Electrical properties of TiOx bilayer prepared by atomic layer deposition at different temperatures
Takeya Mochizuki, Kazuhiro Gotoh, Yasuyoshi Kurokawa, Noritaka Usami
Nagoya University, Nagoya, Japan

The conversion efficiency of crystalline silicon heterojunction solar cells is increased by carrier selective contacts (CSCs) thanks to the combination of conductive and passivating layers. Titanium oxide (TiOx) has been intensely investigated since it could act as an electron-selective contact and passivating layer on crystalline silicon (c-Si). However, the conversion efficiency of the solar cells employing a thin TiOx layer prepared by atomic layer deposition (ALD) is limited due to its relatively high contact resistivity even for » 3 nm-thick TiOx.
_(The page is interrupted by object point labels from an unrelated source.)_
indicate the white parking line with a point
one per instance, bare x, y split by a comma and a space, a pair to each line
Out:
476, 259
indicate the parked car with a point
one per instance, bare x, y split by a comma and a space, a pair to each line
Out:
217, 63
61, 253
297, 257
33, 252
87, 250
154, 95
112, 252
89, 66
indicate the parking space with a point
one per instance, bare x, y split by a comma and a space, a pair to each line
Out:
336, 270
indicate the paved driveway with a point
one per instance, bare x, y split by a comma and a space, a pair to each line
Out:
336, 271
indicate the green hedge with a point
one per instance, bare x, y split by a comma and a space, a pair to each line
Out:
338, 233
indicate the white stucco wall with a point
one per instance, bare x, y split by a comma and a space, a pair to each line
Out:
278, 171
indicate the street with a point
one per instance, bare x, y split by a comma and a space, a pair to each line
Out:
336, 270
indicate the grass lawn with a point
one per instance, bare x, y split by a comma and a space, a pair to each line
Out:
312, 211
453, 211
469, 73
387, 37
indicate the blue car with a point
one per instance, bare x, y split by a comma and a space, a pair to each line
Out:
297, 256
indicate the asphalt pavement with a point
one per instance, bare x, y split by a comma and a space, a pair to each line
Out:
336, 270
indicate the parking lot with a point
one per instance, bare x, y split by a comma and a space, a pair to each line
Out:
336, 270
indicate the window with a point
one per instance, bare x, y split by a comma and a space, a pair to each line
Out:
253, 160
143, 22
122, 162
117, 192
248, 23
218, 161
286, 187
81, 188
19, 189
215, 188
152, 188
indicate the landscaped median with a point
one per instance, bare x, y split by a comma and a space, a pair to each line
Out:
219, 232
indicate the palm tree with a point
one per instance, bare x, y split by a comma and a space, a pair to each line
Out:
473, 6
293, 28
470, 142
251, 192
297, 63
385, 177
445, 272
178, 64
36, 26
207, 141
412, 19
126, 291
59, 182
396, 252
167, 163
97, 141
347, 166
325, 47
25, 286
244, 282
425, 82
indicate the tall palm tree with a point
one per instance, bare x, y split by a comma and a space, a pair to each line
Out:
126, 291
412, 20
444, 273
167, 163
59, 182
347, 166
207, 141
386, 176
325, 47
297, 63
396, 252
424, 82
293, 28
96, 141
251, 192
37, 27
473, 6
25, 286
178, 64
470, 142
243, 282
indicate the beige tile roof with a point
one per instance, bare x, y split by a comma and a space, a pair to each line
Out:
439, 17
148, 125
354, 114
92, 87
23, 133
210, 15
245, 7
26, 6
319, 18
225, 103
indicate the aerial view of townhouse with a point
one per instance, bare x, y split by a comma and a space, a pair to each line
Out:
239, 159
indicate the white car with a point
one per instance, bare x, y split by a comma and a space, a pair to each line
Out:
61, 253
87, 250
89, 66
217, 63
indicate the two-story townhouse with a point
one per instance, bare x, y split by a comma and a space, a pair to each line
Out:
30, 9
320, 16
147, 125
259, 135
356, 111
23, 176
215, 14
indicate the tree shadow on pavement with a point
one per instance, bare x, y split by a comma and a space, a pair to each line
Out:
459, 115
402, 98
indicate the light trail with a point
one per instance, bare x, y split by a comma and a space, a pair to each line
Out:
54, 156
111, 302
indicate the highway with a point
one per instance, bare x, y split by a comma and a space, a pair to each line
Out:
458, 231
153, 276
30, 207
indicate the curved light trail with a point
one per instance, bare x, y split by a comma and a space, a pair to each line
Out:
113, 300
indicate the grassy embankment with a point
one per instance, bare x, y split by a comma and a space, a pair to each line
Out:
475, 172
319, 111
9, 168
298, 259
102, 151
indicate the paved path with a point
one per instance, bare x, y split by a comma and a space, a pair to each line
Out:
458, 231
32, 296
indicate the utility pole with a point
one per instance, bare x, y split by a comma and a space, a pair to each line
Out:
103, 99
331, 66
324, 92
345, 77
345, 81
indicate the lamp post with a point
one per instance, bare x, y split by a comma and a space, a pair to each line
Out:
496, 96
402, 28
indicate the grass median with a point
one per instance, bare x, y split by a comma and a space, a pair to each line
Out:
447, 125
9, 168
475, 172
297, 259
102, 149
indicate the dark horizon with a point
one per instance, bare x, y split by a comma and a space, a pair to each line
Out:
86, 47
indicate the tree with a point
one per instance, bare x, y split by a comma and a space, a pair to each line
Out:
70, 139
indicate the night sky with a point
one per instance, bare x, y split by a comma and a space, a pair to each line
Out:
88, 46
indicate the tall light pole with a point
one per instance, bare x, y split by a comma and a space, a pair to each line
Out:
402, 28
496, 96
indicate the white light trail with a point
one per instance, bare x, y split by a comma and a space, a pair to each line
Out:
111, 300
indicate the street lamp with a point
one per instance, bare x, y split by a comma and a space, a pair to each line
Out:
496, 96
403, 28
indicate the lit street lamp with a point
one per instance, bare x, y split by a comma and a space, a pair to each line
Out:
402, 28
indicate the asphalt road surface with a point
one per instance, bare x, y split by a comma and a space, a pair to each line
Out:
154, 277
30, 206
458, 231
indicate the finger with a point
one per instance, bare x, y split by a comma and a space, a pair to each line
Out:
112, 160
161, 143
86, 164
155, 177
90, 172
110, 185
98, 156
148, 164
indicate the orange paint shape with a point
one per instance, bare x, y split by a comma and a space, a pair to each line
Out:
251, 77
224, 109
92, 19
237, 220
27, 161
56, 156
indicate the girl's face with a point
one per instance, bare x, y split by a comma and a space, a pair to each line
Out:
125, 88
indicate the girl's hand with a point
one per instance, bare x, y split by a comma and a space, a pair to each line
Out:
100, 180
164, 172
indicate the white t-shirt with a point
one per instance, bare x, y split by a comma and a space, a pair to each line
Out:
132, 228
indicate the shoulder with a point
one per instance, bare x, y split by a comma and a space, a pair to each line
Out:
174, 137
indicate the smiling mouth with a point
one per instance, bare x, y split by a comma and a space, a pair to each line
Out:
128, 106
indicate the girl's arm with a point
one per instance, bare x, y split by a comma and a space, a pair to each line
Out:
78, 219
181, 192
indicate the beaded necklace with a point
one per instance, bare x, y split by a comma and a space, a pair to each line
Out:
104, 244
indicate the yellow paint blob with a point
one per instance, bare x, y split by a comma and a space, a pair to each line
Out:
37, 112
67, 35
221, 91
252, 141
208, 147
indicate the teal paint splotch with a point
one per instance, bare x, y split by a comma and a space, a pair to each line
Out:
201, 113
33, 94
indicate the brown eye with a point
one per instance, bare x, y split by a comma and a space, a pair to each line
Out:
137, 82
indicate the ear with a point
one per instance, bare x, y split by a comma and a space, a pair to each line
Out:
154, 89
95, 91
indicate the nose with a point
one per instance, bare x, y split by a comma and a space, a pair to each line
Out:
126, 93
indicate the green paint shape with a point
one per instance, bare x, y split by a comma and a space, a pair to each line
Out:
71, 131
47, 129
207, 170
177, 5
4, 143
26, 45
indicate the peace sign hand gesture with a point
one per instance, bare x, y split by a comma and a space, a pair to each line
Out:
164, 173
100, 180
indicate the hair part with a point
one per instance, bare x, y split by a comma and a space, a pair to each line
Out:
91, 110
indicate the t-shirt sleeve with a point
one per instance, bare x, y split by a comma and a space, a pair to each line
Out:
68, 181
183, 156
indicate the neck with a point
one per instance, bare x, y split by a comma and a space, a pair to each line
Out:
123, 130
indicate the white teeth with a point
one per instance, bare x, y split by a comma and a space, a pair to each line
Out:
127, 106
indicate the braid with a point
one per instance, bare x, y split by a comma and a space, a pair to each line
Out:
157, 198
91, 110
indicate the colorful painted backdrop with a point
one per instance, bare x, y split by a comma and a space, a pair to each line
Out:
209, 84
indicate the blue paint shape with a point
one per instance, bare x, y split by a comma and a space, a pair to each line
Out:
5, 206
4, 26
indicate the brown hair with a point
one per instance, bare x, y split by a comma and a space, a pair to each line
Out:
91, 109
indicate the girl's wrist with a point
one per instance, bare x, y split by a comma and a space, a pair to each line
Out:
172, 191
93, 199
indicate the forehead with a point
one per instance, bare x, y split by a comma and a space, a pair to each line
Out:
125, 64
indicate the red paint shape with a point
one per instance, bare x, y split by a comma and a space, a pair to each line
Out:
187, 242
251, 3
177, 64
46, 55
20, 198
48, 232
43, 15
In this work, we propose the titanium oxide (TiOx) bilayer consisting of the TiOx layers prepared at deposition temperature of 100 and 150 °C by atomic layer deposition (ALD) based on the concept of the combination of conductive and passivating layers. It is revealed that the TiOx single layer prepared at 100 °C contain more oxygen vacancies than those prepared at 150 °C, leading to poor passivation performance and lower contact resistivity. On the other hand, the TiOx single layer with few oxygen vacancies was formed at 150 °C, resulting in high passivation performance and higher contact resistivity.
The TiOx bilayer shows higher electrical properties as CSCs in comparison with a TiOx single layer prepared at both 100 and 150 °C. The enhanced electrical properties are originated from higher passivation performance and lower contact resistivity of TiOx layers prepared at 150 and 100 °C, respectively. These results suggest that modulation of the deposition temperature during ALD process can improve the functionality of ALD-materials.